[Mesa-dev] [RFC 3/3] anv: Do relocations in userspace before execbuf ioctl

Tue Nov 1 08:07:36 UTC 2016

On Mon, Oct 31, 2016 at 09:48:15PM -0700, Jason Ekstrand wrote:
> From: Kristian Høgsberg Kristensen <kristian.h.kristensen at intel.com>
> 
> This reduces the amount of stalling that the kernel does between batches
> and improves the performance of Dota 2 on a Sky Lake GT2 desktop by around
> 30%.  Ideally, we would have a simple execbuf2 flag that would let us tell
> the kernel "Trust me, you don't need to stall to relocate" but the kernel
> has no such flag at the moment.

The NO_RELOC approach should work out to be faster since you then avoid
all the relocation handling in the kernel. You already have the buffers
coherently mapped, the kernel doesn't, the kernel needs to copy the
entire relocation tree if even one relocation is wrong, etc.

> Signed-off-by: Jason Ekstrand <jason at jlekstrand.net>
> Cc: Kristian Høgsberg <krh at bitplanet.net>
> Cc: Ben Widawsky <ben at bwidawsk.net>
> Cc: Daniel Vetter <daniel.vetter at ffwll.ch>
> Cc: Chris Wilson <chris at chris-wilson.co.uk>
> 
> ---
>  src/intel/vulkan/anv_device.c | 96 +++++++++++++++++++++++++++++++++++++++++--
>  1 file changed, 93 insertions(+), 3 deletions(-)
> 
> diff --git a/src/intel/vulkan/anv_device.c b/src/intel/vulkan/anv_device.c
> index baa767e..ef371a7 100644
> --- a/src/intel/vulkan/anv_device.c
> +++ b/src/intel/vulkan/anv_device.c
> @@ -1068,6 +1068,89 @@ void anv_GetDeviceQueue(
>     *pQueue = anv_queue_to_handle(&device->queue);
>  }
>  
> +static void
> +write_reloc(const struct anv_device *device, void *p, uint64_t v)
> +{
> +   if (device->info.gen >= 8)
> +      *(uint64_t *)p = v;

Something to remember here is that some MI (I think) instructions
require canonical format. (bits 63:48 = bit 47).

> +   else
> +      *(uint32_t *)p = v;
> +}
> +
> +static void
> +anv_reloc_list_apply(struct anv_reloc_list *list,
> +                     struct anv_device *device, struct anv_bo *bo)
> +{
> +   for (size_t i = 0; i < list->num_relocs; i++) {
> +      void *p = bo->map + list->relocs[i].offset;
> +
> +      struct anv_bo *target_bo = list->reloc_bos[i];
> +      write_reloc(device, p, target_bo->offset + list->relocs[i].delta);
> +      list->relocs[i].presumed_offset = bo->offset;
> +   }
> +}
> +
> +/**
> + * This function applies the relocation for a command buffer and writes the
> + * actual addresses into the buffers as per what we were told by the kernel on
> + * the previous execbuf2 call.  This should be safe to do because, for each
> + * relocated address, we have two cases:
> + *
> + *  1) The buffer to which the address points is not in use by the GPU.  In
> + *     this case, neither is the 32 or 64-bit chunk of GPU memory storing the
> + *     address so it's completely safe to update the address.

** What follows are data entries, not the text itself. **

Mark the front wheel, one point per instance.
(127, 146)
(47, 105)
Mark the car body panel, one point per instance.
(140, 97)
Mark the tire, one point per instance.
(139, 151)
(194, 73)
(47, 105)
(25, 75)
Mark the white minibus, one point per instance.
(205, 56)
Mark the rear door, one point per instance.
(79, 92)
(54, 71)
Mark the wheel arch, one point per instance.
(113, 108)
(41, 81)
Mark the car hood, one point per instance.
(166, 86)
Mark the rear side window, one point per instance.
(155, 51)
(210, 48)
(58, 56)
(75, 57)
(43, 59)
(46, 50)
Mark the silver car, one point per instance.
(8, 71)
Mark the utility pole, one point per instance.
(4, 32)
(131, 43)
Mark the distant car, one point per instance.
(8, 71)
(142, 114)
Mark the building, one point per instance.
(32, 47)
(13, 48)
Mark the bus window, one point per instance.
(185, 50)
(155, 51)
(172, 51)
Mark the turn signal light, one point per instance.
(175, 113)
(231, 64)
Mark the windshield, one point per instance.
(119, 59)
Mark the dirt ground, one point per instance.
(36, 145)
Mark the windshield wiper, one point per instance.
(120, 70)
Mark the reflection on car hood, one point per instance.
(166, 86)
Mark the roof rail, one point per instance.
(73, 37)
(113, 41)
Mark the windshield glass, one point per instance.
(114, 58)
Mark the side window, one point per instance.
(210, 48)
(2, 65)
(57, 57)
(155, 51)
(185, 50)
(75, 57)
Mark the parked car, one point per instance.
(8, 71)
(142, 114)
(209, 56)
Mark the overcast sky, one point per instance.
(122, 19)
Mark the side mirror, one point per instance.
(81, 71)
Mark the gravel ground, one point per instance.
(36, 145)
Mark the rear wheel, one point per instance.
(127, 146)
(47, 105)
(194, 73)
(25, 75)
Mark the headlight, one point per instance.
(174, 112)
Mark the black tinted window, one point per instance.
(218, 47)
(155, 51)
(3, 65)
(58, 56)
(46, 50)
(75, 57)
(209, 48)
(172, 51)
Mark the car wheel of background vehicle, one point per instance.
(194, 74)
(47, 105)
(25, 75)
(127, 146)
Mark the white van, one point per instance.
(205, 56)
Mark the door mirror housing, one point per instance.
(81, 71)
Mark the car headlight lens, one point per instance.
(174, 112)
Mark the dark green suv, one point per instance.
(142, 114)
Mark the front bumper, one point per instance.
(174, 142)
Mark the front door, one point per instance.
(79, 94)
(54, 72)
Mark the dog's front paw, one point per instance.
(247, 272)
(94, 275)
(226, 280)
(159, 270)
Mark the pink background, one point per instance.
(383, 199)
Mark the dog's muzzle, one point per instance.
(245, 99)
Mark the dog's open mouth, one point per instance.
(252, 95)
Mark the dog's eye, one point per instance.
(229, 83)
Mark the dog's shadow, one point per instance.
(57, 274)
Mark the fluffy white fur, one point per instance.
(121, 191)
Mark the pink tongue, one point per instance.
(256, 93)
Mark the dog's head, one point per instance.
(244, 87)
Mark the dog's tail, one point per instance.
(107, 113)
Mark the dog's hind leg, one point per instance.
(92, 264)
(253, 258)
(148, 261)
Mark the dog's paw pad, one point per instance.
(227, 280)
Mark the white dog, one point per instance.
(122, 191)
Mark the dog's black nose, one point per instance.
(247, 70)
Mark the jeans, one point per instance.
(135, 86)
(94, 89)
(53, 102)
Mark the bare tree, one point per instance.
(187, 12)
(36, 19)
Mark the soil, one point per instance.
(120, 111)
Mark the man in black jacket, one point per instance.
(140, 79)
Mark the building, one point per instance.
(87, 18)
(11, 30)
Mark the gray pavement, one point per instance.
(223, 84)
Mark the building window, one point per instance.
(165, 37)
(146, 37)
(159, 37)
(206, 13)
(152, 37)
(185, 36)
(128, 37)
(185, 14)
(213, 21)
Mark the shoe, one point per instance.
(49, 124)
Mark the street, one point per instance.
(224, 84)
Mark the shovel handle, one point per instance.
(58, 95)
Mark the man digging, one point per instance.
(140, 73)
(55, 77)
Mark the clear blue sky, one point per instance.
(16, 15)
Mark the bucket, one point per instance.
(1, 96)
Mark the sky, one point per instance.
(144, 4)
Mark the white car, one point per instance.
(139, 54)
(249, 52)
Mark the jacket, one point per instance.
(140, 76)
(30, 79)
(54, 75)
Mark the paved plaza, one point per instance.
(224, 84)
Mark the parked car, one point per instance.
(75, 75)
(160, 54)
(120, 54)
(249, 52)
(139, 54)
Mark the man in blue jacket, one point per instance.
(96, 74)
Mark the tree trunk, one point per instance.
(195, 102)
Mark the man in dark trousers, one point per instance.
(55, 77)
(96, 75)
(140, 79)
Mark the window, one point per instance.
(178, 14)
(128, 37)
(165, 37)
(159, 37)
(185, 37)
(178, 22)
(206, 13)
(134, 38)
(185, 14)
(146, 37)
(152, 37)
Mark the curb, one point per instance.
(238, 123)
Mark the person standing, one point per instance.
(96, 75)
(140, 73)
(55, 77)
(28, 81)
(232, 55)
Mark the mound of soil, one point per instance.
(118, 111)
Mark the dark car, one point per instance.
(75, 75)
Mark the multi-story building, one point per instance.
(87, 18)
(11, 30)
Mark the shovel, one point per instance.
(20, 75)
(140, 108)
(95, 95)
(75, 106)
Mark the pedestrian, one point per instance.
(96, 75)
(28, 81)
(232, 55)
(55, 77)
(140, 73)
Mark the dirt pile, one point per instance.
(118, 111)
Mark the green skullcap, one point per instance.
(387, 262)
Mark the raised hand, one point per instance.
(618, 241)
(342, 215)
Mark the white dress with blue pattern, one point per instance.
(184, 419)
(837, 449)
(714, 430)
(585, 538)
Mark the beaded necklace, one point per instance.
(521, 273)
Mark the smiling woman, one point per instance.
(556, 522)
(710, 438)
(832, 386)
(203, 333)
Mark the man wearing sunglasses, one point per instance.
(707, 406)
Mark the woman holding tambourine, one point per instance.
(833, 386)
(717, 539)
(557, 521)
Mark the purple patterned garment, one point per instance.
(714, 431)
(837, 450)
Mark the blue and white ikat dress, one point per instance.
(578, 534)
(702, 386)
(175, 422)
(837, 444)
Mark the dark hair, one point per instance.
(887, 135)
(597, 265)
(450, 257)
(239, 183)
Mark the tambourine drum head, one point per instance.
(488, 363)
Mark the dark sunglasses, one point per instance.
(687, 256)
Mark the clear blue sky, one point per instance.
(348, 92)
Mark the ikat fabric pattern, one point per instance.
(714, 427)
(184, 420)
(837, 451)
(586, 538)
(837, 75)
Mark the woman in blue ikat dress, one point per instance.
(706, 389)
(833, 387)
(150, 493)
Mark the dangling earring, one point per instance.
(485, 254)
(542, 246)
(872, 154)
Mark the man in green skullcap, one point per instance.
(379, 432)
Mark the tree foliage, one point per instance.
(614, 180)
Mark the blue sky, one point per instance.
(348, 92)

A caveat here is that if the kernel believes the buffer is not in use,
assume the kernel moved it. Hence you always need to tell the kernel
about the buffers for the batch and your assumed locations. This is very
important to remember when dealing with workloads that cause GTT
thrashing or swap thrashing. (In the past you would have also caused
corruption here if you forgot to set the write markers.)

> + *
> + *  2) The buffer to which the address points is currently in use by the GPU.
> + *     If it's still in use, then some execbuf2 call before this one used it
> + *     and it has been in use ever since.  In this case, it can't have moved
> + *     since the last execbuffer2 call.  We then have two subcases:
> + *
> + *      a) The 32 or 64-bit chunk of GPU memory storing the address is not in
> + *         use by the GPU.  In this case, it is safe to write the relocation.
> + *
> + *      a) The 32 or 64-bit chunk of GPU memory storing the address is
> + *         currently in use by the GPU.  In this case the the relocated
> + *         address we will write is exactly the same as the last address we
> + *         wrote there.

(But I don't see you checking on the kernel to confirm, e.g.
https://cgit.freedesktop.org/~ickle/mesa/tree/src/mesa/drivers/dri/i965/brw_batch.c?h=brw-batch#n814
)
> + *
> + * By doing relocations on the CPU, we can tell the kernel that it doesn't
> + * need to bother.  We want to do this because the surface state buffer is
> + * used by every command buffer so, if the kernel does the relocations, it
> + * will always be busy and the kernel will always stall.

Userspace relocation + NO_RELOC processing should also work out to be
fastest of the available approaches today. If you want to try an ignore
stalls flag, it shouldn't take too long to write (I'll get that done
today) and then you can compare the overhead of the kernel having to copy
the relocations from userspace. (You also want the fast execbuf relocation
processing patches from a few years ago...)
-Chris

-- 
Chris Wilson, Intel Open Source Technology Centre